The result? Code that reads like synchronous logic but executes with the performance of carefully orchestrated async operations. You get to focus on what you're building instead of how to manage promises, race conditions, and execution order.

And the best part? When you look at your Cascada script six months later, you'll actually understand what it does.
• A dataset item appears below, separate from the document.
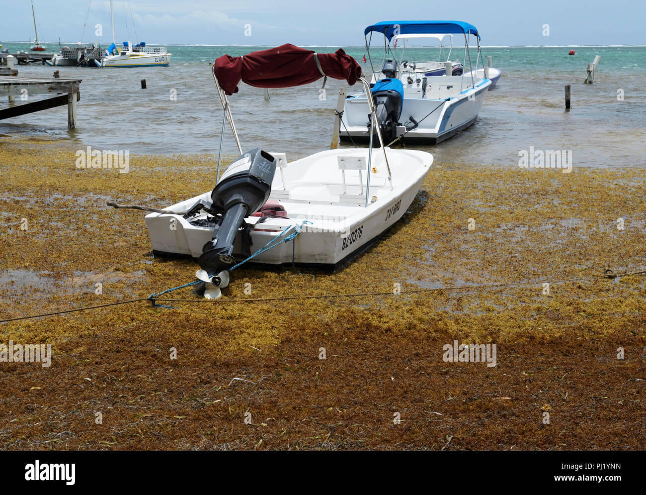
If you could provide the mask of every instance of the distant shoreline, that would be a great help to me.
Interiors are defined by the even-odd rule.
[[[1,43],[25,43],[28,45],[29,41],[0,41]],[[72,45],[78,41],[41,41],[43,44]],[[81,41],[83,44],[91,44],[93,41]],[[99,45],[101,43],[99,43]],[[104,42],[103,45],[109,45]],[[235,47],[239,48],[260,47],[262,48],[273,48],[275,45],[201,45],[199,43],[146,43],[147,45],[155,47]],[[364,45],[300,45],[302,48],[364,48]],[[463,46],[463,45],[456,45]],[[407,46],[406,48],[436,48],[435,45],[419,45],[417,46]],[[646,45],[481,45],[481,48],[643,48]]]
🚀 Ready to Simplify Your Async Code?

Cascada is a work in progress under active development and evolving quickly. Install it with:

npm install cascada-engine

And start writing async code that makes sense:

import { AsyncEnvironment } from 'cascada-engine';

const env = new AsyncEnvironment();
const script = `
  var user = fetchUser(123)
  var posts = fetchPosts(user.id)

  @data.welcome = "Hello, " + user.name
  @data.postCount = posts.length
`;

const result = await env.renderScriptString(script, context);
// { welcome: 'Hello, Alice', postCount: 42 }

⚠️ Heads up! Cascada is a new project. You might run into bugs, and the documentation is catching up with the code. Your feedback and contributions are welcome as we build the future of asynchronous programming.


Learn More

👨‍🍳 The Kitchen Chef's Guide to Concurrent Programming with Cascada - Understand how Cascada works through a restaurant analogy - no technical jargon, just cooks, ingredients, and a brilliant manager who makes parallel execution feel as natural as following a recipe

📖 Cascada Script Documentation

🧩 Cascada GitHub Repository

🤖 Casai - an AI orchestration library built on Cascada for effortless, parallel agent and workflow design.


Final Thoughts

If you've ever fought through promise hell, callback pyramids, or race conditions, Cascada might just feel like magic.

It turns async programming from a juggling act into a walk in the park. You write code like a human - simple, sequential, intuitive - and let the runtime handle the parallelism and safety behind the scenes.

The future of async programming isn't about getting better at promises. It's about not having to think about them at all.